For the Dipping Sauce:
3/4 cup sour cream
1/4 cup mayonnaise
1/2 teaspoon salt
1/2 teaspoon black pepper
1/2 teaspoon garlic powder
1/2 teaspoon paprika
1 teaspoon lemon juice
2-3 dashes hot pepper sauce
For the Fritters:
4 large russet potatoes, cubed, boiled & mashed
1/2 cup all-purpose flour
3/4 cup buttermilk
1 teaspoon salt
1 large egg-beaten
2 tablespoon butter
1 cup shredded cheddar cheese
1/4 teaspoon black pepper
1 (12 oz) package Jones Dairy Farm All Natural Pork Breakfast Sausage Roll
1/4 cup scallions, finely chopped
1/8 cup red bell pepper, finely chopped
1 garlic clove, minced
1 cup bread crumbs
In a small dish, combine all ingredients for dipping sauce and mix well.
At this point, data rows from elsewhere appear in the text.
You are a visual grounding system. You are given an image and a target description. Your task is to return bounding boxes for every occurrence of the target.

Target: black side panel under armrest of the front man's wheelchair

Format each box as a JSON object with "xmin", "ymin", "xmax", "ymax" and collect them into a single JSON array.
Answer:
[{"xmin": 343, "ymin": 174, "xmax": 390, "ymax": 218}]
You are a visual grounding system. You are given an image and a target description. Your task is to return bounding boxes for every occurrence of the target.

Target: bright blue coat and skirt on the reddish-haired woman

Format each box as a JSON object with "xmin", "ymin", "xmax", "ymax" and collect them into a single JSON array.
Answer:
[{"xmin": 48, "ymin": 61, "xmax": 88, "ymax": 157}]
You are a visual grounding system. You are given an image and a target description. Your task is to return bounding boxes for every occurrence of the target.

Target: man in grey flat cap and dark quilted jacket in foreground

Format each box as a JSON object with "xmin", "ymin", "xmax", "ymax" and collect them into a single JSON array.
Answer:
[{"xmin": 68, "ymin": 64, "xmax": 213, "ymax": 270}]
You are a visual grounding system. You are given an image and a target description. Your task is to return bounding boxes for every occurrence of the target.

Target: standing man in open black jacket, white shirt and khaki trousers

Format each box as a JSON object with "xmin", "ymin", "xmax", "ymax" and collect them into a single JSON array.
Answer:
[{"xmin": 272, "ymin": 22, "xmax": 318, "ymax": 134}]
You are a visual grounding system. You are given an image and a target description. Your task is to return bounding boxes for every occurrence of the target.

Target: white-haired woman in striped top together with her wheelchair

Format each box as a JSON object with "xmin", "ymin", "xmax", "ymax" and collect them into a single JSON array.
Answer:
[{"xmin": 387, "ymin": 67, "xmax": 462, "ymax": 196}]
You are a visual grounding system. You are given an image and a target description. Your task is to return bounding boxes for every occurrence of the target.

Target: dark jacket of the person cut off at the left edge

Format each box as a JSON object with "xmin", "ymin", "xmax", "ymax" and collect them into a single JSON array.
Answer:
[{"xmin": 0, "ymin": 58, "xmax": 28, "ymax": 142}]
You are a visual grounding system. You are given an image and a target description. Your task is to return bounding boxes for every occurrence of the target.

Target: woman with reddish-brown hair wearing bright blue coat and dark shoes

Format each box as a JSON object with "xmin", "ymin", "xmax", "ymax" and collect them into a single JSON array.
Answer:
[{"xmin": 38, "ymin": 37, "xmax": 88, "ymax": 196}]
Refrigerate until ready to serve.
In a large bowl, combine mashed potatoes, flour, buttermilk, salt, egg, butter, cheese and black pepper.
In skillet, brown sausage, drain any fat and return sausage to skillet. Add scallions, bell pepper, and garlic. Sauté for 5 minutes or until vegetables are tender. Remove from heat and cool for 5-10 minutes.
In large bowl, mix mashed potatoes and sausage mixture together. Scoop mixture into balls; roll balls in breadcrumbs and set aside.
Heat 1-inch of oil in skillet to 375˚F. Fry balls for 2-3 minutes or until golden brown. Drain on paper towel lined plate.
Serve fritters warm with dipping sauce.